Biol 591 Introduction to Bioinformatics (Fall 2002)

Programming Problem Set 1P

Here is SequenceSearch2.pl, a version of SequenceSearch.pl which counts rather than prints out the matches. When you run it, you should see
Exact matches:
147
Matches with one possible mismatch
3734
P1P.1. SequenceSearch2.pl searches for the pattern GTA.{8}TAC.{20,24}TA.{3}T, which stand for GTA followed by a gap of eight positions, then TACfollowed by a gap of 20 to 24 positions, then TA followed by a gap of three positions and a T.

Suppose we decide to narrow the search, that we are only interested in some of the sequences we counted above: those where GTA is immediately followed by another G. How would you alter the pattern?

Check: Perhaps you're pretty sure you've got the right pattern and would like some confirmation. Here's what I get when I run the program with my solution:

Exact matches:
34
Matches with one possible mismatch
1017
P1P.2. Now suppose that we narrow the search further: as well as a G following the initial GTA, we want TAC to be immediately followed by a C. What pattern should we use?

Check: this pattern should give 9 exact and 294 inexact matches.

P1P.3. Go back again to the original pattern, GTA.{8}TAC.{20,24}TA.{3}T . How would you change this pattern to search only for the consensus NctA binding site, without caring if it's in range of a promoter or not?

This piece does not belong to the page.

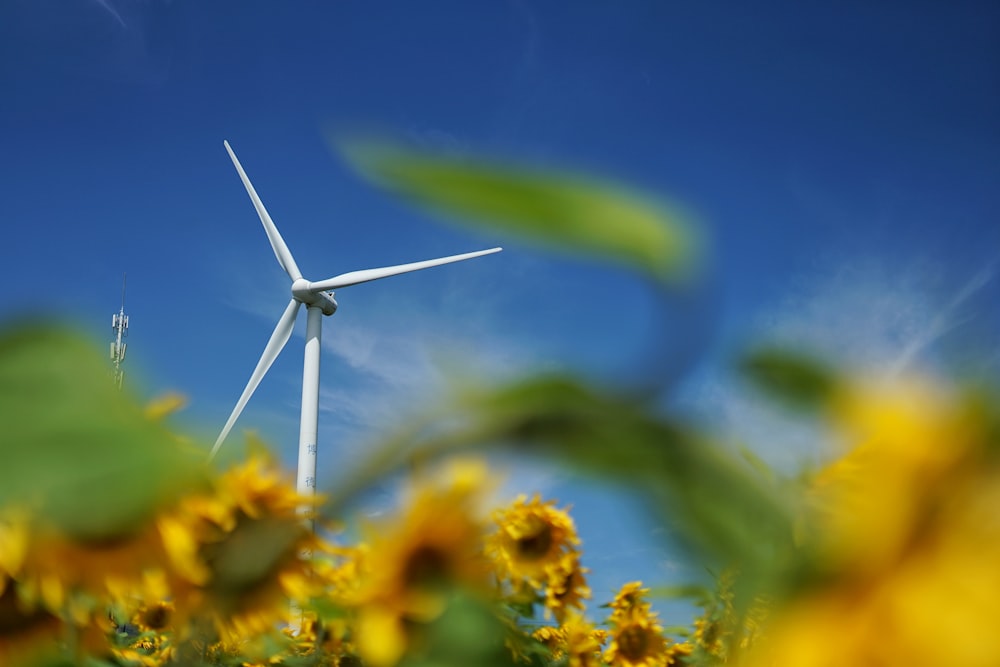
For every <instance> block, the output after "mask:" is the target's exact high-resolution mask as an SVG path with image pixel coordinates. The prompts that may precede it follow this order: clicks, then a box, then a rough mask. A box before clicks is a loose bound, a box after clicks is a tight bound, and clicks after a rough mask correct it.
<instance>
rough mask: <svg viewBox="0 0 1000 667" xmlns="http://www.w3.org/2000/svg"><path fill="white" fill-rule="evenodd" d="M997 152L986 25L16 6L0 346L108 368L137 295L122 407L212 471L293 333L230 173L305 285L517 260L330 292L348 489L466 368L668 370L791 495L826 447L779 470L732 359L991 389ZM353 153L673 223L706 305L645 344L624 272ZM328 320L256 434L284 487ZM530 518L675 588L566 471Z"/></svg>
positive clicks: (0, 34)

Check: this pattern should give 1497 exact and 28731 inexact matches.

P1P.4. Figure 3 on page 5 of the Scenario 1 Molecular Biology notes (PDF) lists the sequences upstream from 20 cyanobacterial genes regulated by nitrogen deprivation. In each sequence the bases corresponding to the consensus NctA binding site and to the promoter sequence are printed in bold. Sometimes the correspondence is exact; the upstream sequence has all nine of the bold bases. But that's not always true. For instance, in the second line (nirB-ntcB), the second base of the promoter is a T rather than an A, so that line has only eight bold bases.

Examine the sixth sequence (amtl). Find a reason for wondering if our simulation might underestimate the probability of finding a match for the consensus binding sequence and promoter. (Consider exact and inexact matches.)

P1P.5. Examine the first two bold columns of Figure 3. Find a reason for wondering if our simulation might overestimate the probability of finding a match. (Again consider exact and inexact matches.)